The "C" (clean) action is specified not only for string VRs, but also for Code Sequences, since the use of private or local codes and non-standard code meanings may potentially cause identity leakage.
The Digital Signatures Sequence (FFFA,FFFA) needs to be removed because it contains the Certificate of Signer (0400,0115); theoretically the signature could be verified and the object re-signed by the de-identifier itself with its own certificate, but this is not required by the Standard.
In general, there are no CS VR Attributes in this table, since it is usually safe to assume that code strings do not contain identifying information.
In general, there are no Code Sequence Attributes in this table, since it is usually safe to assume that coded sequence entries, including private codes, do not contain identifying information. Exceptions are codes for providers and staff.
The Clean Pixel Data and Clean Recognizable Visual Features Options are not listed in this table, since they are defined by descriptions of operations on the Pixel Data itself. The Clean Pixel Data Option may be applied to the Pixel Data within the Icon Image Sequence, or more likely the Icon Image Sequence may be recreated entirely once the Pixel Data of the main Dataset has been cleaned. The Icon Image Sequence is to be removed when its Pixel Data cannot be cleaned.
The Original Attributes Sequence (0400,0561) (which in turn contains the Modified Attributes Sequence (0400,0550) ) generally needs to be removed, because it may contain unencrypted copies of other Attributes that may have been modified (e.g., coerced to use local identifiers and names during import of foreign images); an alternative approach would be to selectively modify its contents. This is distinct from the use of the Modified Attributes Sequence (0400,0550) within the Encrypted Attributes Sequence (0400,0500).
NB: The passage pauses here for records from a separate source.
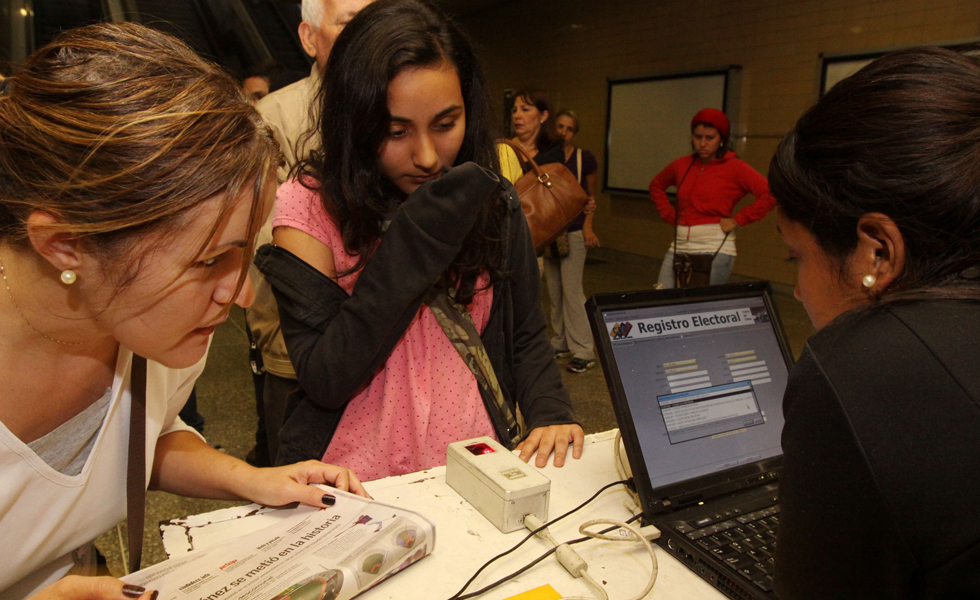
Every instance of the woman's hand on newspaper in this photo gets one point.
(279, 486)
(554, 437)
(74, 587)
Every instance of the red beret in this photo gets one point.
(713, 116)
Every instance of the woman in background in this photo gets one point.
(878, 491)
(563, 274)
(709, 182)
(534, 127)
(133, 178)
(395, 238)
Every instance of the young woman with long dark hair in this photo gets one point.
(878, 200)
(403, 266)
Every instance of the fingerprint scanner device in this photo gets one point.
(497, 483)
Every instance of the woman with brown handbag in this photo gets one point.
(563, 271)
(710, 182)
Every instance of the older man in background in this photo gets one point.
(290, 114)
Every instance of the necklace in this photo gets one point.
(3, 272)
(531, 150)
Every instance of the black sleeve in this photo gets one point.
(881, 447)
(337, 342)
(836, 537)
(543, 399)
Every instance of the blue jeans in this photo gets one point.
(721, 270)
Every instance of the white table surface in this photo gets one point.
(465, 539)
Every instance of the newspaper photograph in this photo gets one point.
(331, 553)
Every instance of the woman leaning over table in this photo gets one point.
(563, 274)
(879, 490)
(133, 178)
(710, 182)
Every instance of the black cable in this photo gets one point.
(457, 595)
(536, 561)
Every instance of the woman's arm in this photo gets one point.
(658, 192)
(754, 183)
(544, 402)
(335, 341)
(185, 465)
(591, 239)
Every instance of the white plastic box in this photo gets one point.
(497, 483)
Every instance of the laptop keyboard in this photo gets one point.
(743, 538)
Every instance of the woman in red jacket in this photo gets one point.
(710, 182)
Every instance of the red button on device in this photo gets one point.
(479, 449)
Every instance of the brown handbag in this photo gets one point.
(550, 198)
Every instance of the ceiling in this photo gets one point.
(462, 8)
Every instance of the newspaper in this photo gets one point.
(332, 553)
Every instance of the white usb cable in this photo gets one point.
(576, 565)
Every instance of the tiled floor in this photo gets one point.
(226, 400)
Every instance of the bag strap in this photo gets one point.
(677, 218)
(136, 468)
(459, 327)
(677, 210)
(525, 158)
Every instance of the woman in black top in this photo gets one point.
(878, 191)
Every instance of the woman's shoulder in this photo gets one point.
(300, 205)
(875, 348)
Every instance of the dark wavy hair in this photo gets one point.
(386, 38)
(900, 137)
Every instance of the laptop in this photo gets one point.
(696, 378)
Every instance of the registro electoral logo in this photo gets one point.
(621, 331)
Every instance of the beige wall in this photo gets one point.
(570, 48)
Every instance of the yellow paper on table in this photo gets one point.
(545, 592)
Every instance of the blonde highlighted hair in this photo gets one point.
(118, 130)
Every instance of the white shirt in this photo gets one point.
(45, 515)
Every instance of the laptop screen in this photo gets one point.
(703, 381)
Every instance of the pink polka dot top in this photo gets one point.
(423, 398)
Table E.1-1 distinguishes Attributes that are in standard Composite IODs defined in PS3.3 from those that are not; some Attributes are defined in PS3.3 for other IODs, or have a specific usage other than in the top level Dataset of a Composite IOD, but are (mis-) used by implementers in instances as a Standard Extended SOP Class at other levels than as defined by the Standard. Any such Attributes encountered may be removed without compromising the conformance of the instance with the standard IOD. For example, Verifying Observer Sequence (0040,A073) is only defined in structured report IODs and hence is described in Table E.1-1 as D since it is Type 1C; if encountered in an image instance, it should simply be removed (treated as X).
Using an Attribute Confidentiality Profile Option that requires the retention of information that normally would be removed, potentially increases the risk of detrimental re-identification. Following de-identification rules as outlined here implies retention or non-retention of information only and does not deal with any related regulatory aspect.
Because of the varied nature of encapsulated documents (CDA, PDF, STL/OBJ, etc.), options for cleaning the content of the Encapsulated Document (0042,0011) Attribute are not specified by the Standard, and it is required to be replaced. If a De-identifier has additional knowledge of the content it may attempt to clean the Attribute, and document in its Conformance Statement how this is performed.